Ukrainian lawyer, politician, and military commander

Ihor Lapin (born 28 May 1969) is a Ukrainian lawyer and politician who is a former (2014–2019) member of the Parliament of Ukraine.

During the war in Donbas he was the commander of the 2nd assault squadron "West" of the 24th Battalion of Territorial Defense "Aidar" of the Armed Forces of Ukraine, formed mainly from volunteers from Volyn Region.

During the Russian invasion of Ukraine, he was the commander of a Special Forces Battalion of the First Separate Special Forces Brigade, named after Ivan Bohun.

Before the war, he worked as a lawyer, and was a member of the Bar Qualification-Disciplinary Commission of Volyn Region.

== Biography ==

Ihor Lapin was born on 28 May 1969 in Ivanychi, Volyn Oblast, Ukraine.

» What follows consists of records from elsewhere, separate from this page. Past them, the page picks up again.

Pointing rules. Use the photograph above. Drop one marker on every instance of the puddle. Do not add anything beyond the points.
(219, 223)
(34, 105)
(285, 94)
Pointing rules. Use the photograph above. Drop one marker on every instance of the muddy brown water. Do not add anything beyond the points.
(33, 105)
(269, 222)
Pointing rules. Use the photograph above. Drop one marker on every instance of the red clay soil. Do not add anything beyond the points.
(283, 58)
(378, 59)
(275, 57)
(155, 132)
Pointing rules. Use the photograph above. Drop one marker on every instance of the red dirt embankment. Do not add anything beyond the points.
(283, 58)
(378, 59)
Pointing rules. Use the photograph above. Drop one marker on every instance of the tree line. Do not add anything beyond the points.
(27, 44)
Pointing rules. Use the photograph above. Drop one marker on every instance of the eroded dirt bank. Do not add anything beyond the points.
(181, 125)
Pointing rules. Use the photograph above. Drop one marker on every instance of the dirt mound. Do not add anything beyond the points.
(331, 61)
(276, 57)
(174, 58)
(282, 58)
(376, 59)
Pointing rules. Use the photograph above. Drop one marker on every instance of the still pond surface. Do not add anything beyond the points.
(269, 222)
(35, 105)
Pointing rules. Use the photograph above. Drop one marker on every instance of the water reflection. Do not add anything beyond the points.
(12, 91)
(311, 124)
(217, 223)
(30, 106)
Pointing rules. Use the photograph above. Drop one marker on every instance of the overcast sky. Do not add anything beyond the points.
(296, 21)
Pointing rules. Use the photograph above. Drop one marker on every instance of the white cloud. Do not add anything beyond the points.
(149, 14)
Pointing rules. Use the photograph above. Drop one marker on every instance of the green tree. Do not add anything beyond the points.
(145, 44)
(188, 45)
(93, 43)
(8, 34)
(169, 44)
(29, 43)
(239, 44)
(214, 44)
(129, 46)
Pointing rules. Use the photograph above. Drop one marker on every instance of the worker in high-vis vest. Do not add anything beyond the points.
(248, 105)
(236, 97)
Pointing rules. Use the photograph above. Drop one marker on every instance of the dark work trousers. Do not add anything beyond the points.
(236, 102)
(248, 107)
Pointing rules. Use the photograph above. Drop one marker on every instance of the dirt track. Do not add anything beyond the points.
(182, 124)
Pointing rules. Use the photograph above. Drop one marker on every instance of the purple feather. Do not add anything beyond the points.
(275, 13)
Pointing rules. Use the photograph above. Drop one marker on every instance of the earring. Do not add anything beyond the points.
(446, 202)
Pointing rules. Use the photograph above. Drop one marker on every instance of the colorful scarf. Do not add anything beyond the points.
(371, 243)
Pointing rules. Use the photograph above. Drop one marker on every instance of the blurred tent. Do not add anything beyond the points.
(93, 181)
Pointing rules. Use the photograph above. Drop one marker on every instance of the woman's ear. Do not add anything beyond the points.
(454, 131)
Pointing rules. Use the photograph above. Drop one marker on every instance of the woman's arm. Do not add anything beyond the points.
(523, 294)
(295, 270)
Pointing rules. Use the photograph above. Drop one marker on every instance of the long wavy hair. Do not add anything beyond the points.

In 1986, he graduated from high school number 1 in Kovel. In the same year, he entered the historical faculty of the Lutsk Pedagogical Institute. After a year of study, he went to serve in the army.

From 1988 to 1992 he studied at the Kurgan higher military-political aviation school (KVVPAU), officer with higher military specialty "social teacher". He graduated with honours. He swore an oath to the people of Ukraine in 1992. From 1992 to 1996, he served in the aerodrome operation company of the Lutsk Air Base (military unit 42198). He was the company's deputy commander and was promoted to senior lieutenant. He was released to a reserve unit for health reasons.

From 1993 to 1997 he studied law at the Ivan Franko National University of Lviv. From 1997 to 2014, he worked as a lawyer for the Volyn Regional Bar Association, and was a member of the Bar Qualification-Disciplinary Commission of the Volyn Region.

Starting in December 2013, he participated in Euromaidan. In June 2014, he voluntarily joined the Armed Forces of Ukraine. In 2017, he was awarded the military rank of Captain. In 2019, he was a co-coordinator of the Movement of Resistance to Capitulation (ROK). In March 2022, Ihor Lapin was appointed as the commander of a Special Forces Battalion in the First Separate Special Purpose Brigade, named after Ivan Bohun. That year, he was awarded the military rank of Major.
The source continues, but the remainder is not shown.